🤖 AI Summary
This work addresses the challenge of generating long-duration virtual try-on videos from a single input image. Methodologically, it proposes a segmented autoregressive diffusion framework that jointly ensures local temporal smoothness and global temporal consistency. First, the long video is modeled as an autoregressive sequence of segments, where each segment is conditioned on the preceding prefix video to guarantee inter-frame local continuity. Second, a 360-degree anchored video serves as a global temporal prior, explicitly enforcing cross-segment motion coherence. Third, the framework integrates full-body geometric representations with temporal-aware diffusion modeling. To our knowledge, this is the first method enabling minute-long, high-fidelity virtual try-on video generation—preserving fine-grained texture details, physically plausible deformations, and seamless cross-segment consistency—even under complex human motions.

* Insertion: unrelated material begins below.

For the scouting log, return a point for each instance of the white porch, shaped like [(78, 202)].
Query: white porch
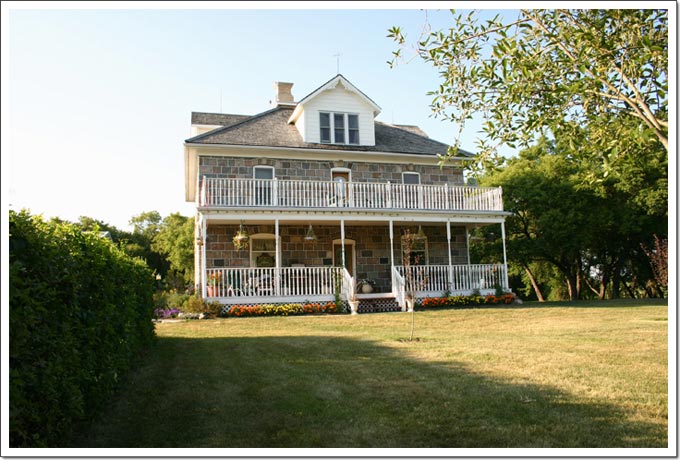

The approach overcomes a key technical bottleneck in long-video synthesis: the joint modeling of local dynamics and global temporal structure—establishing a novel paradigm for practical virtual try-on systems.
📝 Abstract
We introduce the Virtual Fitting Room (VFR), a novel video generative model that produces arbitrarily long virtual try-on videos. Our VFR models long video generation tasks as an auto-regressive, segment-by-segment generation process, eliminating the need for resource-intensive generation and lengthy video data, while providing the flexibility to generate videos of arbitrary length. The key challenges of this task are twofold: ensuring local smoothness between adjacent segments and maintaining global temporal consistency across different segments. To address these challenges, we propose our VFR framework, which ensures smoothness through a prefix video condition and enforces consistency with the anchor video -- a 360-degree video that comprehensively captures the human's wholebody appearance. Our VFR generates minute-scale virtual try-on videos with both local smoothness and global temporal consistency under various motions, making it a pioneering work in long virtual try-on video generation.